There are a lot of questions to ask yourself before you dismiss an employee, but we highlight three of the most important ones. In a lot of instances, some employers are too eager to dismiss an employee for some form of misconduct. This has in almost all of those instances, landed the employer in hot water. The Labour Relations Act and Code of Good Practice sets out the procedures that need to be followed when an employer wants to dismiss an employee. This is not always an easy process and if not followed correctly, the employer can be requested by the CCMA and relevant forums.
1. Does my employee need to be dismissed?
Most companies have policies and procedures in place that governs the actions of an employee. Usually an employer will have each employee sign for the policies and procedures, in other instances the policies and procedures can be found online and when the employee signed the employment contract it stipulates where the policies and procedures may be found. For each transgression a suitable remedy is listed.
These remedies will most likely include warnings, final written warnings and then finally dismissal.
Some transgressions might warrant an immediate dismissal, due to the severity thereof. A lot of employers have made the mistake to believe that the term immediate dismissal means dismissing an employee on the spot right there and then. This is not the case. The Labour Relations Act sets out that a dismissal must be procedurally and substantively fair.
If you have identified that an employee had transgressed, the suitable remedy should be utilized. In case of an immediate dismissal transgression, it is important for an employee to contact the HR Department, alternatively a person that deals with the HR internally, in order to start the process of a disciplinary hearing.
2. Has the correct procedure been followed leading up to a disciplinary hearing and during the disciplinary hearing?
Following the correct procedure when informing an employee to attend a disciplinary hearing is just as important as the actual disciplinary hearing. A formal notice to attend a disciplinary hearing must be dispatched to the employee, providing him with 48 hours notice to attend. The employee must also be informed of his rights. On the day of the disciplinary hearing the chairperson must ensure that the procedure leading up to the hearing was followed.

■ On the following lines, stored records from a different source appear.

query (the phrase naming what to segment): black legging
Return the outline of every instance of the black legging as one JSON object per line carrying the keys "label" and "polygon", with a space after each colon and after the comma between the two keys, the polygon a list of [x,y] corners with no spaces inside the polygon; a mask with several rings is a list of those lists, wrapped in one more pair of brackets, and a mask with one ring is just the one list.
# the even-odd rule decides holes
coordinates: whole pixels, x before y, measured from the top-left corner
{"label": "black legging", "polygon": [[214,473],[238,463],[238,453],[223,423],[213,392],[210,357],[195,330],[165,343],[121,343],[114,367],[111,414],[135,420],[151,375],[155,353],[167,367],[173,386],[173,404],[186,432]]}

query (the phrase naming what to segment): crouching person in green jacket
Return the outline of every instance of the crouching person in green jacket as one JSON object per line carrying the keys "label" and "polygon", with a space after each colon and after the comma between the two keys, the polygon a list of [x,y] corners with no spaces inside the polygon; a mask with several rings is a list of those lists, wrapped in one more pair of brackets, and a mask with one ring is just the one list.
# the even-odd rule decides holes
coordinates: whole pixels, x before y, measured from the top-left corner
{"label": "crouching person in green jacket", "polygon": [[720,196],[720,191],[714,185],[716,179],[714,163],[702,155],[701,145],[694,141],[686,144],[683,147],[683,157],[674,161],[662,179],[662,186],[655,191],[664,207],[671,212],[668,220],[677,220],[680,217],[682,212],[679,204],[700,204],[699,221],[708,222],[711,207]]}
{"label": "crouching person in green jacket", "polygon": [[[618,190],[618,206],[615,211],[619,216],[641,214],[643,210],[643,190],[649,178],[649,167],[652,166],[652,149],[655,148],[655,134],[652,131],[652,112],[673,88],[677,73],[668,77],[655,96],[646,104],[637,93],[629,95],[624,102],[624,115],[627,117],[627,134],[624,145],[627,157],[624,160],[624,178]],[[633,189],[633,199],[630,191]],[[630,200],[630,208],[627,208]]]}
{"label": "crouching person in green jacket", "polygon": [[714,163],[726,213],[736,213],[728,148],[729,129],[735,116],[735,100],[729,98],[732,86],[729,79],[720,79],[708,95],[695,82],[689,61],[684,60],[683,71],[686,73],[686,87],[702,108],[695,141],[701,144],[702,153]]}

If a correct procedure has been established and the chairperson recommends a dismissal, the employer can provide the employee with a dismissal letter.
3. Have I paid out all statutory leave to my employee and have I completed a UI-19 Form?
If the employee has leave days due to him, it is important for the employer to ensure that these monies are paid. If it is not paid, the employee can approach the Labour Court and in some cases will even approach the CCMA.
Together with the above, the employer must provide the UI-19 form to the employee in order for the employee to claim unemployment.
When deciding whether an employee needs to be dismissed, there are various factors that need to be taken into account. The above are just some of the important factors, but when an employee decides to dismiss an employee, contacting the HR manager / attorney will be the first step in ensuring that the matter is dealt with swiftly and correctly.